Remissivo, Huso segue la ragazza attraversando il villaggio. Alcune donne stanno preparando il materiale per la spedizione: tabacco, pelli conciate, una coperta di lana, carne e pesce secco, il tutto legato in un fagotto. Gli uomini, invece, predispongono corde, coltelli e lance munite di arpioni. Gesti che affascinano Huso, alleggerendone la tensione. Non ha mai visto un ippopotamo, ma ne ha sentito parlare: quando uno yee entra in acqua, il coccodrillo si allontana; eppure, persino il leone teme il coccodrillo.
«Quella è la capanna di Aban» spiega Maluum, indicando il bivacco dove sono radunati altri ragazzi. «É stato un grande cacciatore».
Seduti a semicerchio, i ragazzini reggono una ciotola da cui pescano la cena, nell’attesa che l’uomo inizi il racconto. Huso, unendosi a loro, mette subito a fuoco la figura esile del narratore: un vecchio ricurvo, dalla pelle e gli occhi bruciati dal vento e dal sole.
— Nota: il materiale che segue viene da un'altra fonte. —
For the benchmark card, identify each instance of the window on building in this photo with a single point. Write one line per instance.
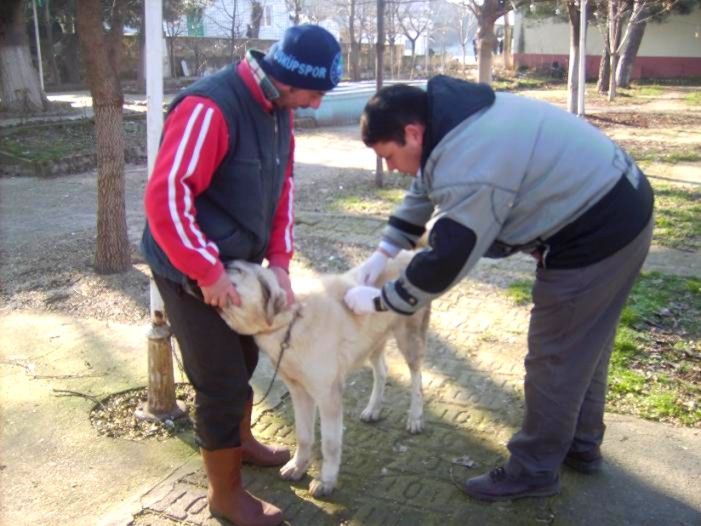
(267, 16)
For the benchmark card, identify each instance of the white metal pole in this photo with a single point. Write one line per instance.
(154, 99)
(582, 56)
(36, 35)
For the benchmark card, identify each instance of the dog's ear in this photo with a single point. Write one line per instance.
(274, 298)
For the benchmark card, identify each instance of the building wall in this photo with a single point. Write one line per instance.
(217, 18)
(670, 49)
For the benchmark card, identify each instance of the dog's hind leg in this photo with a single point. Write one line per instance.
(331, 413)
(411, 341)
(371, 413)
(305, 412)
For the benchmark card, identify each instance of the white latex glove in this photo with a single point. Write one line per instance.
(371, 268)
(361, 300)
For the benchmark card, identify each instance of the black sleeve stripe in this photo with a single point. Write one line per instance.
(391, 306)
(405, 226)
(451, 245)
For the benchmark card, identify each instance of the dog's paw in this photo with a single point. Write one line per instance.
(370, 415)
(291, 471)
(414, 425)
(319, 488)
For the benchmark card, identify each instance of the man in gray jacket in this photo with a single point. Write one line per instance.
(498, 174)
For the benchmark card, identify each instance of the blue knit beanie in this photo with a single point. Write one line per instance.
(307, 57)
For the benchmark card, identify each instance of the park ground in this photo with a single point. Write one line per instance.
(72, 338)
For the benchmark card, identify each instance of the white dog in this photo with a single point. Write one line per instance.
(325, 341)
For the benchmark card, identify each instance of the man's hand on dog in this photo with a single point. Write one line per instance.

Stenta a credere, però, che quell’omino possa aver cacciato un animale più grande di una suricata.
«Ero ragazzino, quando ho partecipato al mio primo Tuul» esordisce il vecchio. Le mani degli uditori si fermano a mezz’aria, le bocche semiaperte. «Tuul è la caccia sacra: solo all’uomo più coraggioso è dato di uccidere lo yee. Quel giorno, mio padre era fra i cacciatori che marciavano lungo la riva, mentre io, ancora giovane, ero d’aiuto sulla Kadish, la grande zattera».
Huso è rapito dal racconto, nemmeno s’accorge che Maluum gli porge una ciotola di pesce stufato. La fantasia è proiettata nell’immaginarsi fra i cacciatori, durante la marcia, nella preparazione degli arpioni serrati alla lancia.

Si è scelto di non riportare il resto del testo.